Around Elizabeth, New Jersey, I saw red lights in my rearview mirror. The New Jersey State Patrol. I asked the trooper why he had stopped me, and he said honestly, because I was a “longhair from California and probably carrying drugs.”
He started to search the car, uninvited, pulled back the driver’s seat, and spotted my law books. He asked why I had them, and I told him I was a law student at American University and he had no right to search my car. He backed off, never looking in the glove compartment, and let me go on my way.
(Incidentally, my friend Allen and a few others were stopped that same weekend on the same stretch of interstate, for no reason other than their looks. We compared stories and contacted the Center for Constitutional Rights at Rutgers University Law School. A few years later I flew to New Jersey to testify in federal court, and we won. The judge issued a permanent injunction against the state police to prevent such arbitrary stops and searches.)
Brad, Michelle, and I arrived at the beach in Connecticut, only to find the sky overcast. Not exactly eclipse-viewing weather. No matter. We ingested the mescaline and roamed the shore. As the drugs took hold the Atlantic began to undulate. It was like a giant, flat monster awaking from a long slumber. The hours blended into each other, and I remember very little about the actual eclipse or what we could see of it.
But I do remember wandering up from the beach back to the parking lot, where we saw a pile of leaves skittering across the asphalt like crabs. This fascinated us. We surrounded the pile so it would stay in place. With a piece of chalk, either Brad or Michelle or both drew a leaf identical to the leaves in the pile. Next to that they drew a double helix that snaked along the asphalt. Next to that an asterisk. These symbols meant something to Brad and Michelle, either as part of a secret language between them or as something they discovered on their mescaline trip.
They handed me the chalk. I wasn’t half the artist they both were. But I drew exactly what was on my mind.
I made the line of her thin body first. From there forked two skinny legs. And tiny arms. A circle for a head. And then Debbie
’s long hair, parted at the middle and falling farther than it did in real life, down to her feet. Two eyes, eyebrows, a nose. For her mouth I settled on a smile, a sideways parenthesis that was a far cry from the one I’d seen on her face the last time we’d been together.

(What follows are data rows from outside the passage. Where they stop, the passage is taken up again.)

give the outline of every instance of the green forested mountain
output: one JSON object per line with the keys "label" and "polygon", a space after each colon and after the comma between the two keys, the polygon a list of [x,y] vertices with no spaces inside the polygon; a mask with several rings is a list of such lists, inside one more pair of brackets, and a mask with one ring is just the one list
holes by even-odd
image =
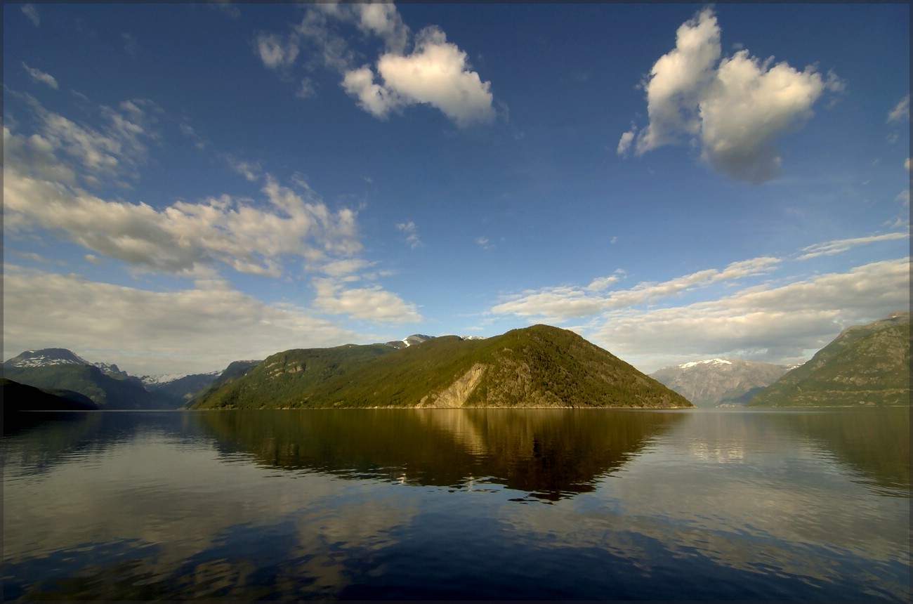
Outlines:
{"label": "green forested mountain", "polygon": [[909,405],[909,384],[910,314],[904,312],[845,329],[749,405]]}
{"label": "green forested mountain", "polygon": [[94,365],[5,366],[4,377],[42,390],[67,390],[89,397],[100,409],[168,409],[177,405],[146,391],[137,378],[108,374]]}
{"label": "green forested mountain", "polygon": [[89,397],[71,391],[44,391],[6,378],[0,379],[0,386],[3,388],[4,415],[11,411],[98,409]]}
{"label": "green forested mountain", "polygon": [[194,408],[690,407],[577,334],[543,325],[488,339],[435,338],[289,350]]}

I kept going. I thought of her compassion. How she was always trying to help others. I thought about how encouraging she was of me. And I thought of the sky above and the greatest shadow caster of all, the Earth, the penumbra of which had just slid across that big ball of flame.
Below Deborah Beeler I wrote, “Try for the Sun.”
8
CHICAGO
As I approached graduation my mentor, Professor Nicholas Kittrie, supported my effort to get a Ford Foundation fellowship at Northwestern University School of Law in Chicago. The fellowship focused on training grads to become real prosecutors or defense lawyers, since law school did nothing to prepare you for the courtroom, which was and is still true.
It was competitive and exclusive. My chances were slim. This was to be the last year of the program, and they had limited funding, only enough for two students out of more than five hundred applications. With Professor Kittrie’s support, I applied and was turned down. My fallback wasn’t bad though. I’d been offered a job with Kennedy and Ryan in San Francisco, the most “radical” and successful criminal law firm in the city. They were at the time representing Timothy Leary, who was living as a fugitive in Algeria. They had a cool Victorian house as their offices. I left DC in my Fiat, destination San Francisco, with a stop in Denver to visit friends.